The Hustings ‘Industry Economy and Society in Balance with Environment‘ consisted of a panel of the following candidates: Andy Wightman (Independent), Ariane Burgess (Scottish Greens), Emma Roddick (SNP), John Erskine (Labour), Molly Nolan (LibDem), Jamie Halcro Johnston (Conservative) and late arrival Kirk Torrance (ALBA).
Magnus Davidson (UHI) kickstarted the discussions with a request for the candidates to explain what their top 3 priorities are for the region. He posed the following themes to reindustrialise the Highlands and Islands:
- Take back control of our land
- Renew our landscape
- Repeople our landscape
There was a lot of consensus around some ideas about more local control, differences on how to achieve that, but quite a bit of cross over in what each candidate was saying.
Not surprisingly candidates from the political parties were intent on quoting from their manifestos but Lesley Riddoch kept up the questioning to try and drill down through the soundbites to get at what action was actually being proposed.
Andy Wightman with his depth of knowledge on land reform was very much the expert in the virtual room and he suggested that MSPs representing the Highlands and Islands should form a caucus to work for their communities.
Whilst this would be a big step forward for the region it is hard to see MSPs who represent political parties being brave enough to go against their party whip if that was necessary.
Brian Nugent, lead candidate for Restore Scotland, on the H & I Regional List was not on the panel but was invited to speak by Lesley Riddoch.
Land reform, who owns the land, housing, forestry,local democracy the impact of tourism: these were just a few of the discussion points and as the event progressed it was refreshing to hear some of the candidates depart from the party mantra and share more of their own viewpoints.
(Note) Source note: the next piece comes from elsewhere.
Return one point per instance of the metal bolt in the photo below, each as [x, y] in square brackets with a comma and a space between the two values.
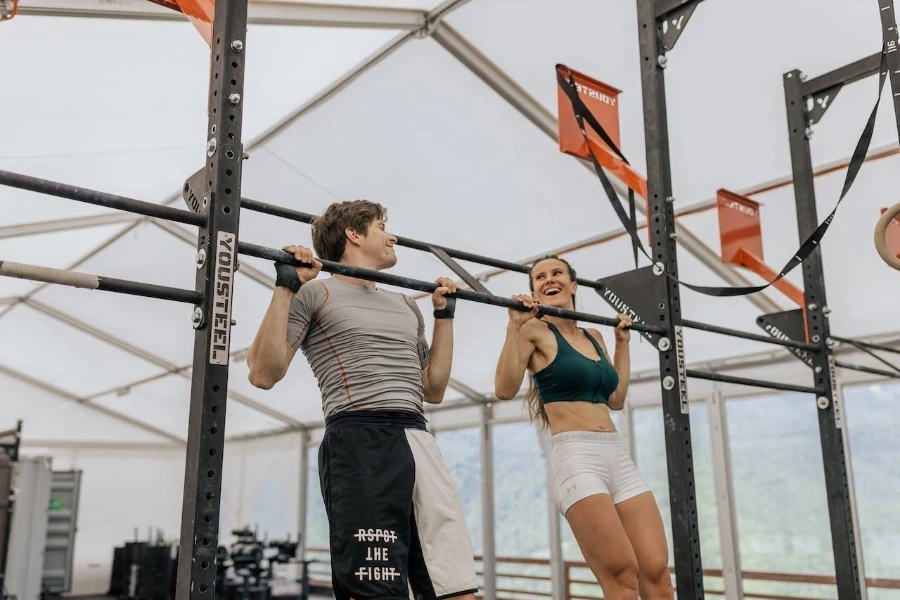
[200, 258]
Good luck with that if you get elected.
Not all the candidates on this call will get elected but some will. If the only thing they take forward is the idea of forming a H&I caucus to work together for the Region then that would be one positive outcome.
Without land reform, local control over our land and seas, major decisions affecting the Highlands and Islands will still be very much left to the politicians in Edinburgh and London.
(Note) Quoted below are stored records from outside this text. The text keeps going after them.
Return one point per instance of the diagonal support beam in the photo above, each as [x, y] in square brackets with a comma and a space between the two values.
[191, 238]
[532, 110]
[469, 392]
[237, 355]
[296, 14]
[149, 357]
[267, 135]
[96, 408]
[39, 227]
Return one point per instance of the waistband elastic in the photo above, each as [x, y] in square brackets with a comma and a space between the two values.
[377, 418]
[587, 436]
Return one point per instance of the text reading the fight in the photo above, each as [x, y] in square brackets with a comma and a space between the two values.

The Pebble Trust is a Scottish charity. It:
has a vision of a more sustainable, equal and low-carbon society, where constraints on fossil fuels lead to a more localised economy with stronger, more resilient, communitiesThe Pebble Trust
Reporter: Fiona Grahame
Scottish Parliament Election: Highlands and Islands Regional Candidates
An excellent review.
Isn’t it time that our politics evolved beyond the confrontational, party-based whipping in and thoughtless tribal heckling? Exemplified in its worst manifestation in the first-past-the-post travesty of Westminster.
Imagine what could happen if those elected within a region (or country) worked together as suggested by Andy Wightman, sharing their knowledge and experience, focusing on what they had in common rather than what separated them, to develop the very best solutions for that region, for both the people and the environment?